Koste was most at ease with her when she was shy, not offering him unconstrained the fulfilment he could not yet believe in. He came to her and took her hand lightly; his face and voice were warm with feeling. “I want you to talk with your cousins, Piera. I want you to have time, to be certain, I feel that I— Loving you is privilege enough— I should go now. I’ll come back when you say I should.”
“Tonight?”
“Tonight,” he said, with that smile that lit his face and left it unchanged; and he went out. She sat still. Four silver-mounted glasses full of cold tea reposed on the table beside her. She jumped up and went to find Mrs Belleynin. She did not want to be alone. They met on the stairs. “Has he gone?” the older woman asked anxiously. “Yes,” Piera said, and burst into tears.
“Oh my dear, my dear,” Mrs Belleynin murmured, hugging her there on the stair landing. “There, there, it’s all past. I’m so sorry!”
“I didn’t know I was going to cry,” Piera sobbed, burying her face in the soft, sweet-smelling shoulder.
“Poor child, it’s all our fault. How stupid I am! What a misery, what a misery!”
“But it isn’t— I mean, we are to be married— Next Christmas. I didn’t know I was going to cry!”
“Next Christmas? You are betrothed?” said Mrs Belleynin, who was in tears herself. “Oh dear me! I didn’t understand—I thought we’d made a dreadful mistake— But you aren’t happy, Piera? is something wrong?” She looked down at the broad, stubborn, childish brow which was all she could see of Piera’s face, and repeated the question still more tenderly.
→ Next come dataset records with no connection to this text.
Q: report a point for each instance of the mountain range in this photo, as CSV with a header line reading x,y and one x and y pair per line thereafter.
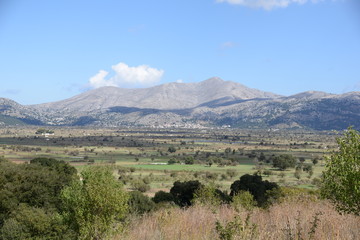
x,y
210,103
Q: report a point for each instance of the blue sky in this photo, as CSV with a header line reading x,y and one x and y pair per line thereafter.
x,y
52,50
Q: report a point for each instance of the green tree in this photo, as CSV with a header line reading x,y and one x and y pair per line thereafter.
x,y
341,178
183,192
140,203
94,205
27,222
255,185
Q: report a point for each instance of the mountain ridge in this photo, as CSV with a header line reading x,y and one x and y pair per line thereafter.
x,y
210,103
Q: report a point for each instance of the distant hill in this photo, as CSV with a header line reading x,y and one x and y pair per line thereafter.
x,y
166,96
211,103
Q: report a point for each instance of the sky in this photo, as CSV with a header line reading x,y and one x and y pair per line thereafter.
x,y
53,50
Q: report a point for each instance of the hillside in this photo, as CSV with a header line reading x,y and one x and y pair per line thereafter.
x,y
211,103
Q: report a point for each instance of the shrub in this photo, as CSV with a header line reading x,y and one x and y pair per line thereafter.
x,y
244,199
139,203
92,206
255,185
341,182
183,192
162,196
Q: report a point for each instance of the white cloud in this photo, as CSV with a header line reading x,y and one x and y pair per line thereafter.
x,y
267,4
228,44
125,75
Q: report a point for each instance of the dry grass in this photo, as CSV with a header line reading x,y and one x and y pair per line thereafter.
x,y
289,220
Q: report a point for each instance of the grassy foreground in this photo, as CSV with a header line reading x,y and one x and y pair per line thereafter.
x,y
288,220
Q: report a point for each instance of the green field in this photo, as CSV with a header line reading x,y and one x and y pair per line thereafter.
x,y
140,153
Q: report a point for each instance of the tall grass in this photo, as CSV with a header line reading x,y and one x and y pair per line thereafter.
x,y
287,220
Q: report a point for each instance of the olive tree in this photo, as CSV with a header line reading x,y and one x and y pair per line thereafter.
x,y
341,178
94,205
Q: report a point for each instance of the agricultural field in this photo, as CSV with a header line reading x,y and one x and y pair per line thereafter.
x,y
150,160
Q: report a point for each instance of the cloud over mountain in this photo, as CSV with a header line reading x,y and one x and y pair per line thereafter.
x,y
267,4
125,75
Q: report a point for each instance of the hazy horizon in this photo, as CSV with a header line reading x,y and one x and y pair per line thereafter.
x,y
54,50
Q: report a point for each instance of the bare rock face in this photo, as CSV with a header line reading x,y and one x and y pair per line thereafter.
x,y
211,103
166,96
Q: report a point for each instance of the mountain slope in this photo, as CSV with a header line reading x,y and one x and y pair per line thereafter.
x,y
166,96
211,103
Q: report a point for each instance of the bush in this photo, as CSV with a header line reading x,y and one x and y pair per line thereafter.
x,y
244,199
183,192
162,196
255,185
93,206
341,182
139,203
For her conscience was alert and sensitive; and neither of her own daughters, tranquil and self-possessed women by the age of seventeen, had ever clung to her thus in confused and passionate need.
“No, I’m very happy,” Piera sobbed, weeping so that Mrs Belleynin gave up all questions and led her upstairs to her room to comfort her. “There, there,” she murmured, “there, Piera, d
on’t cry any more, it’s past. . . .”
II
Itale stood at a window of a house on Fontarmana Street, watching the moon rise over old gardens dim with evening and hearing the lilt of the fountain below the window as the west wind sprang up and moved in the leaves in the dusk. He was dressed in a plum-colored coat, his mother’s Christmas gift; his linen was fine and well starched, his hair was orderly, his cravat and stickpin were controlled, his face was quiet and a little forlorn. He was wondering if looking south from here on a clear day you could see the mountains.
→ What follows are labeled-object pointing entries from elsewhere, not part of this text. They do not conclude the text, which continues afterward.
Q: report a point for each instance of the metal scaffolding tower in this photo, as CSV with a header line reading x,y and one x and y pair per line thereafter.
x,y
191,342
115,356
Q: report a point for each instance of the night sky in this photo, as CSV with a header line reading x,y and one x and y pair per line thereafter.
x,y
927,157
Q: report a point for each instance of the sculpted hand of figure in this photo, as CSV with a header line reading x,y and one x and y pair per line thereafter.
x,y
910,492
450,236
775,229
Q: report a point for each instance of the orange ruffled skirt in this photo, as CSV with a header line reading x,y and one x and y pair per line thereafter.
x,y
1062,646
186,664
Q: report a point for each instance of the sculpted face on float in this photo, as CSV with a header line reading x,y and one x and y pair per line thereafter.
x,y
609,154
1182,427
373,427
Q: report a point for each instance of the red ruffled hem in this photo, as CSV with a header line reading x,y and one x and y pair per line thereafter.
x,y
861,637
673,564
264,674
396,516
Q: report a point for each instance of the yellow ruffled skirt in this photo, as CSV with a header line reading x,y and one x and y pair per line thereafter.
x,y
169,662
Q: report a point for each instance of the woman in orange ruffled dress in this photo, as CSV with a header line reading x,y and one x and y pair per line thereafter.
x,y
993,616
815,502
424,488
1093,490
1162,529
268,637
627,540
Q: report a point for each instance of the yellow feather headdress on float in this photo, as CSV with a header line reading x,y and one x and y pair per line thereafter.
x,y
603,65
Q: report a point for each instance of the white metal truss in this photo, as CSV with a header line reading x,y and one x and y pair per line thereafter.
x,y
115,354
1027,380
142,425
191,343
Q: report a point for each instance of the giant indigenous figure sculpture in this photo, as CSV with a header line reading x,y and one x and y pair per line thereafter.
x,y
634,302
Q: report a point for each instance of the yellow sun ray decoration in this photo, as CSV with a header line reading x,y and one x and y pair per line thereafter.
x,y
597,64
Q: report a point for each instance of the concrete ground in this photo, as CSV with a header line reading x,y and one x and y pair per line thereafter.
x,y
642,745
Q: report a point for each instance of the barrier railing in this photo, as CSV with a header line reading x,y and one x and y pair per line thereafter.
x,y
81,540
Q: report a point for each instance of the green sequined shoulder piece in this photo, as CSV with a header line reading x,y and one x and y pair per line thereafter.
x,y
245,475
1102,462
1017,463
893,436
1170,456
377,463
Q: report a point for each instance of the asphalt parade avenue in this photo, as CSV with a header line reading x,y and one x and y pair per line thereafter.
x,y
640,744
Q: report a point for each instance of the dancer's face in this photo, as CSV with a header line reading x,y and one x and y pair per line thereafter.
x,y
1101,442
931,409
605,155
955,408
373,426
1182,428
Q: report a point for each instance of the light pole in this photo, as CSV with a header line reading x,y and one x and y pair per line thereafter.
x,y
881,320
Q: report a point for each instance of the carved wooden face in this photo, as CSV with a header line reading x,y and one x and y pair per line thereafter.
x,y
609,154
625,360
“Never saw a chap look out windows as much as you do,” said Enrike Paludeskar, entering the room after a feeble rap. “What do you see out of ’em, Sorde? —Roofs, trees, moon, nothing going on. Same view I’ve got. Are you ready?”
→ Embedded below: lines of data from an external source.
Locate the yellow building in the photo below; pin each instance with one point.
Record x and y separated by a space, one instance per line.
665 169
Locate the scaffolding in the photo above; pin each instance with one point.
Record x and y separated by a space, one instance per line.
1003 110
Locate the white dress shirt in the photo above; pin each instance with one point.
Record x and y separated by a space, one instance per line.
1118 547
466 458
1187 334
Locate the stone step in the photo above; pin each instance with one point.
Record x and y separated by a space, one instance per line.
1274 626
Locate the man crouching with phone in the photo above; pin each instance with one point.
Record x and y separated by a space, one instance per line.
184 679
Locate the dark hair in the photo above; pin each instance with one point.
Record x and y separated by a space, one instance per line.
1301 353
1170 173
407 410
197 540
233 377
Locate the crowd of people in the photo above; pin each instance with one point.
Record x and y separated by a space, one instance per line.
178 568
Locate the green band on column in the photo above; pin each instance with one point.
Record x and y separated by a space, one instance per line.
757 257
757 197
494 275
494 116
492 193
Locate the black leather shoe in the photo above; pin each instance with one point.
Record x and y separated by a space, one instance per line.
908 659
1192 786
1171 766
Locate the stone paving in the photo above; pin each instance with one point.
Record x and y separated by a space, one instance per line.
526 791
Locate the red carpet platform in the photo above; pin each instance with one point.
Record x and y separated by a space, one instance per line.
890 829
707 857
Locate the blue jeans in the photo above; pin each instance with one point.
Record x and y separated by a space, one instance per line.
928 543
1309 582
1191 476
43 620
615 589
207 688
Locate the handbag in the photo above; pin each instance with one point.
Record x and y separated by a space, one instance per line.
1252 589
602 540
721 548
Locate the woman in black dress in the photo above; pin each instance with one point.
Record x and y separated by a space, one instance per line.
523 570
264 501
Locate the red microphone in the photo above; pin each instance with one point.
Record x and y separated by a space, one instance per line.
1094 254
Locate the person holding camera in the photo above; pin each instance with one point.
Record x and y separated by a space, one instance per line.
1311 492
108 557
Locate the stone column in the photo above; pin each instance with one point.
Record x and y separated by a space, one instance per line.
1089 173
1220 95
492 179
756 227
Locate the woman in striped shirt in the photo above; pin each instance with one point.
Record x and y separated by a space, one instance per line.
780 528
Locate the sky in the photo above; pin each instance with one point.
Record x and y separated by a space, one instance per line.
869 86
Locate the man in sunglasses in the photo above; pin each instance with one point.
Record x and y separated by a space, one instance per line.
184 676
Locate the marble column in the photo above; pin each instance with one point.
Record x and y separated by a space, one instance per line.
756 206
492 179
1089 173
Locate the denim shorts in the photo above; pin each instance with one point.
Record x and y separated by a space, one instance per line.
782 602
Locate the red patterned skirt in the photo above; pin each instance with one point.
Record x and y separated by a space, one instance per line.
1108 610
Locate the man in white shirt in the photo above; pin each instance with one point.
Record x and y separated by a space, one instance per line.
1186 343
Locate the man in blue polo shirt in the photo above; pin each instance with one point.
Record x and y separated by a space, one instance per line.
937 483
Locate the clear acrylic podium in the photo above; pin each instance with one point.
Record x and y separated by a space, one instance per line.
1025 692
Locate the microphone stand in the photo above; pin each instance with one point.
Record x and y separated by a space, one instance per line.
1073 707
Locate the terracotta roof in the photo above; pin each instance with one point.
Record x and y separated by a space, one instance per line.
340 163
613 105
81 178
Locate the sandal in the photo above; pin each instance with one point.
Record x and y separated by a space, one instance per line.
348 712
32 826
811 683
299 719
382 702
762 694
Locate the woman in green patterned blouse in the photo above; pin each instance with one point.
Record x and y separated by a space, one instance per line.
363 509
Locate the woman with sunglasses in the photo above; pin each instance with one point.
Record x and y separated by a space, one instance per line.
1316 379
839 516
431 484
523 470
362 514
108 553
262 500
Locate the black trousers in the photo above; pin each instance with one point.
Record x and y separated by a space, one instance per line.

“Yes,” said Itale, turning his forlorn look to Enrike’s heavy, well-shaven, goodnatured face.
“How d’ye like my rig? English fashion. Everything has to be English. I don’t know why. Come on, Luisa’s waiting. What’s the time? These damn trousers are so tight I can’t get my watch out without performing a sort of dance. We mustn’t be late, the old lady’s a dragon.”
Itale looked at his watch, which said two-thirty. It had stopped running several weeks ago, and he kept meaning to have it fixed. “Must be near six.”